Thursday, June 14, 2012

The day American democracy died?

Here's a news snippet, as excerpted in Mike Allen's Playbook, that perhaps lays bare the arc of U.S. history since 1980. And it doesn't bend toward justice:
NINE-FIGURE DONATION TO ROMNEY? "Adelson's Pro-Romney Donations Will Be 'Limitless,' Could Top $100M," by Forbes' Steven Bertoni : "Sheldon Adelson, along with his wife Miriam, ... donated $10 million to the leading Super PAC supporting ... Mitt Romney-and that's just the tip of the iceberg. A well-placed source in the Adelson camp with direct knowledge of the casino billionaire's thinking says that further donations will be 'limitless.' Adelson, who has built Las Vegas Sands into an global casino empire, will do 'whatever it takes' to defeat Obama, this source says. And given that Adelson is worth $24.9 billion-and told Forbes in a recent rare interview about his political giving that he had been willing to donate as much as $100 million to his initial presidential preference, Newt Gingrich-that 'limitless' description telegraphs potential nine-digit support of Romney." http://onforb.es/KpzkDk
The "arc" has been sculpted by Republican-appointed Supreme Court justices who, beholden to an ideology that admits no distinction between money and speech, have literally sold American democracy down the river to the GOP's corporate and megarich individual backers.

If you're looking for a decline narrative for the United States, this is it.  Whom the gods would destroy, they first make mad.  Over time, an increasingly extremist GOP has managed to induce a critical mass of voters to green-light its embodiment in law of two ideological tenets that are simple naked rationalizations of the narrowest interests of what we now call the 1%:  1) that tax increases always inhibit productive economic activity, and 2) that "free speech" entails prohibiting any restrictions on vested interests' access to the airwaves for any purpose whatever. The second is enabling inculcation of the first by ideological manipulation that puts the old Soviets to shame.
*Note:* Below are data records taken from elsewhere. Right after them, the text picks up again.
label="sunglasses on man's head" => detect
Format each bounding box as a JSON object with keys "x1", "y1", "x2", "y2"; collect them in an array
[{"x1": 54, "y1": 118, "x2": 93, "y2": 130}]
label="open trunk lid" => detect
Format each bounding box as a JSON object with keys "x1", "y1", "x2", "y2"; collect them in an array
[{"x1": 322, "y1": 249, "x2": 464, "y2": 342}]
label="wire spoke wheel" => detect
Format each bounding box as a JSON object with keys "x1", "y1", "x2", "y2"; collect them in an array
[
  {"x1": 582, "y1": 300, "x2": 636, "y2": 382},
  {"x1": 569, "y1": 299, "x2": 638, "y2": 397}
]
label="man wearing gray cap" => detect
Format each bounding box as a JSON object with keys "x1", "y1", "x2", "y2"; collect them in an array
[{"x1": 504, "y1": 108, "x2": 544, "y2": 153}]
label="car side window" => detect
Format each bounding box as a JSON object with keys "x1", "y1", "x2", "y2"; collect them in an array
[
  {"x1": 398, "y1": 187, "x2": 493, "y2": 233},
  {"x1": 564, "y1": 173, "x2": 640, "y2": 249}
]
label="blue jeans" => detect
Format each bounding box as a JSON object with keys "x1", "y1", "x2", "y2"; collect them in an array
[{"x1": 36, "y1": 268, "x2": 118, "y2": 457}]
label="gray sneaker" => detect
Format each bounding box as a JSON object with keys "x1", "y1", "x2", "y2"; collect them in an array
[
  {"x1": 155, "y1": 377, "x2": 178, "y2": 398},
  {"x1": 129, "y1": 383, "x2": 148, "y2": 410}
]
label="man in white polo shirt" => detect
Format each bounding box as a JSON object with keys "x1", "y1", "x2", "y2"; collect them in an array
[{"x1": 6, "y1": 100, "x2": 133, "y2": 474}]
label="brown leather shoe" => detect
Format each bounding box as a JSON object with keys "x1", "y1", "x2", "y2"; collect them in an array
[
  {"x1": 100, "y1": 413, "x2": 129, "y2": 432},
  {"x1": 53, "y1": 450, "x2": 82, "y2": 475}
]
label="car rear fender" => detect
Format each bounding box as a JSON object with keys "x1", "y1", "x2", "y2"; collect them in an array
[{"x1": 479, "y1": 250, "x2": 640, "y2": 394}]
The Supreme Court has been perhaps the ultimately decisive instrument of this defenestration of democracy. Its shamefully illogical decision in Bush v. Gore ensconced a president who put Roberts and Alito on the court and thus gave us Citizens United (and SpeechNow v. FEC, the lower court ruling determined by Citizens United that enabled the Super Pacs) by putting Anthony Kennedy in the swing vote position formerly held by Sandra Day O'Connor.  It's Kennedy, as Jeffrey Toobin points out, who has articulated a concept of free speech that effectively renders the "freedom" proportionate to the money at the speaker's disposal:
Kennedy often saw First Amendment issues in terms of abstractions. Citizens United, at its core, concerned a law that set aside a brief period of time (shortly before elections) when corporations could not fund political commercials. To Kennedy, this was nothing more than censorship: “By taking the right to speak from some and giving it to others, the Government deprives the disadvantaged person or class of the right to use speech to strive to establish worth, standing, and respect for the speaker’s voice. The Government may not by these means deprive the public of the right and privilege to determine for itself what speech and speakers are worthy of consideration. The First Amendment protects speech and speaker, and the ideas that flow from each.”
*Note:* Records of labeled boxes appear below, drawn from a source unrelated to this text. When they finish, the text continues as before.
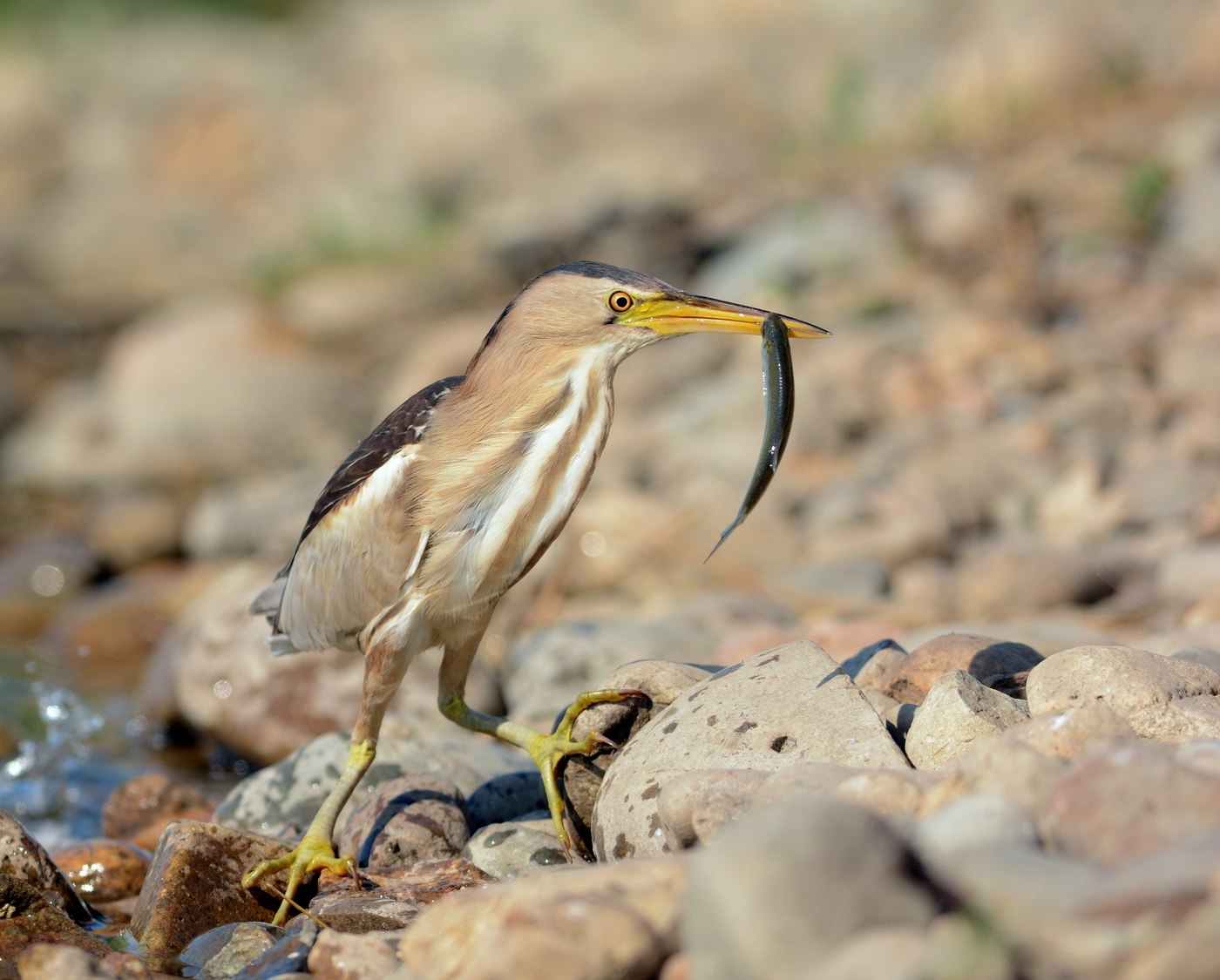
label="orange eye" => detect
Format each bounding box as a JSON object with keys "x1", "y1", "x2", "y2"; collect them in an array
[{"x1": 607, "y1": 289, "x2": 635, "y2": 314}]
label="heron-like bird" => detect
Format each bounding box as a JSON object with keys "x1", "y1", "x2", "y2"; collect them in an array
[{"x1": 243, "y1": 262, "x2": 829, "y2": 923}]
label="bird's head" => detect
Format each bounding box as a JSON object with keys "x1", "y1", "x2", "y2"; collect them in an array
[{"x1": 476, "y1": 262, "x2": 830, "y2": 357}]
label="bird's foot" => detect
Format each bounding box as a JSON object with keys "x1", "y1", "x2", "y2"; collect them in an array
[
  {"x1": 241, "y1": 831, "x2": 356, "y2": 925},
  {"x1": 532, "y1": 689, "x2": 647, "y2": 859}
]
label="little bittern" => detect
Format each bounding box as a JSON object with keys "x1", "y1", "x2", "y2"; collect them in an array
[{"x1": 243, "y1": 262, "x2": 827, "y2": 922}]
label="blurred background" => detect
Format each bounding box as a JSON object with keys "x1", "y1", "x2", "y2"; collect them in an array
[{"x1": 0, "y1": 0, "x2": 1220, "y2": 842}]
Moreover, Kennedy wrote, “The Court has recognized that First Amendment protection extends to corporations.” This had been true since 1886, and speech, especially political speech, could never be impeded. “The censorship we now confront is vast in its reach,” Kennedy wrote. “The Government has muffled the voices that best represent the most significant segments of the economy. And the electorate has been deprived of information, knowledge and opinion vital to its function. By suppressing the speech of manifold corporations, both for-profit and nonprofit, the Government prevents their voices and viewpoints from reaching the public and advising voters on which persons or entities are hostile to their interests.

“If the First Amendment has any force,” Kennedy concluded, “it prohibits Congress from fining or jailing citizens, or associations of citizens, for simply engaging in political speech.”
That is an argument as nakedly servile to moneyed interests as Grover Norquist's view of taxes, which is effectively the GOP's. And perhaps, soon, the nation's.
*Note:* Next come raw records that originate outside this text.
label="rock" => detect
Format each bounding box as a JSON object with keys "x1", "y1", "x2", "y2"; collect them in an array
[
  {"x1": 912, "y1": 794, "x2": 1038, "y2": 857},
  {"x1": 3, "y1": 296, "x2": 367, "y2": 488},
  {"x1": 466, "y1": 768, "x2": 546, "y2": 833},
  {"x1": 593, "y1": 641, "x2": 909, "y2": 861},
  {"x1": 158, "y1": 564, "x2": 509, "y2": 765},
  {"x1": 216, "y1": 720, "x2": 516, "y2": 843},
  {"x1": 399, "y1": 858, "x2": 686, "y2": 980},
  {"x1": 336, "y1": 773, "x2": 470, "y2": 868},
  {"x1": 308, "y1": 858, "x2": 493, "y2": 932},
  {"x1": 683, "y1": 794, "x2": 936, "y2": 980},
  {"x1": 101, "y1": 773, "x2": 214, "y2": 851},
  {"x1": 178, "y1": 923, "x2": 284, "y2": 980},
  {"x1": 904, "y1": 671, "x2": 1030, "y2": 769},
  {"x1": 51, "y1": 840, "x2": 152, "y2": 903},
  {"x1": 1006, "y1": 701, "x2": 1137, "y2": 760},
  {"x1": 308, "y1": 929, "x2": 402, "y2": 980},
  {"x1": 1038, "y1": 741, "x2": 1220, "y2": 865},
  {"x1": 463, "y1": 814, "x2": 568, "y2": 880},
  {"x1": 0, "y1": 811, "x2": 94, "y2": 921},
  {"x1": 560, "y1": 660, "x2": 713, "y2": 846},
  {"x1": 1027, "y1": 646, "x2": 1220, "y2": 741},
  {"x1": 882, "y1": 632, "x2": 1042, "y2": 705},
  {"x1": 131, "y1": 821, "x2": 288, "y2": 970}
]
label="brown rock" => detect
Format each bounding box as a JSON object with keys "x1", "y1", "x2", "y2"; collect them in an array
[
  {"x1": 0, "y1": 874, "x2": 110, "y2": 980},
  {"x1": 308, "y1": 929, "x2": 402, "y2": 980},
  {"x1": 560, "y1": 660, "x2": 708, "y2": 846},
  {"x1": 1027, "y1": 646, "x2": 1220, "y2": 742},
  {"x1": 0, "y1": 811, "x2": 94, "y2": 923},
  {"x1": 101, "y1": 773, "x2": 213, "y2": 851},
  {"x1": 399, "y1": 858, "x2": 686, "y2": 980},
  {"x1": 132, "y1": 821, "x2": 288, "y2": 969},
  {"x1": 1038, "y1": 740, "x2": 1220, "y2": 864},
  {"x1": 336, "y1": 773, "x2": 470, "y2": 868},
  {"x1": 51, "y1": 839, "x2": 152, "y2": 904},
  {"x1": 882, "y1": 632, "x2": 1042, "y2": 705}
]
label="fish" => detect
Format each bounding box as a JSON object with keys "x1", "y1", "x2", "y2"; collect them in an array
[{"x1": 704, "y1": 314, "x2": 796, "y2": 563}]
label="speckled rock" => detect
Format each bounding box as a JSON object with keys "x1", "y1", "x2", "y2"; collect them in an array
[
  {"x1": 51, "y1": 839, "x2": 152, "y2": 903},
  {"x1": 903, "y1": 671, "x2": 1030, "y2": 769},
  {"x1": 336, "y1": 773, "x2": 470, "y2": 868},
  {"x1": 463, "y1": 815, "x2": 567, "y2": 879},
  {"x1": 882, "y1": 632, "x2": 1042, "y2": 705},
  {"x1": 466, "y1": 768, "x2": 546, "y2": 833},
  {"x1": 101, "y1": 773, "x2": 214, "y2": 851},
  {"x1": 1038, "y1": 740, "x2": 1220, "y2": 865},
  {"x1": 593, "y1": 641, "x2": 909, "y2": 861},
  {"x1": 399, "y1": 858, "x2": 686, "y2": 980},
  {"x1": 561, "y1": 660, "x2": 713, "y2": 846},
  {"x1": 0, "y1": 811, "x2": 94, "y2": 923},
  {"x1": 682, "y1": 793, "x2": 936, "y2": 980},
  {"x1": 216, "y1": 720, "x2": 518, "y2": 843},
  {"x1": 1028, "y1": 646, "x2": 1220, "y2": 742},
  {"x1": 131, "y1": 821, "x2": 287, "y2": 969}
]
Update: Sullivan made my point more pithily.

Update II: let me add a timely caveat from an unexpected source: 
Sometimes you need the Egyptian Supreme Court to give you a little perspective. The Roberts Court isn't that bad.

1 comment:

  1. "The Supreme Court has been perhaps the ultimately decisive instrument of this defenestration of democracy. Its shamefully illogical decision in Bush v. Gore ensconced a president who put Roberts and Alito on the court..."

    Shamefully illogical may be true but I don't think Bush v. Gore ensconced Bush. As I understand it, had the limited recount requested by the Gore campaign been allowed to proceed Bush would still have won in Florida.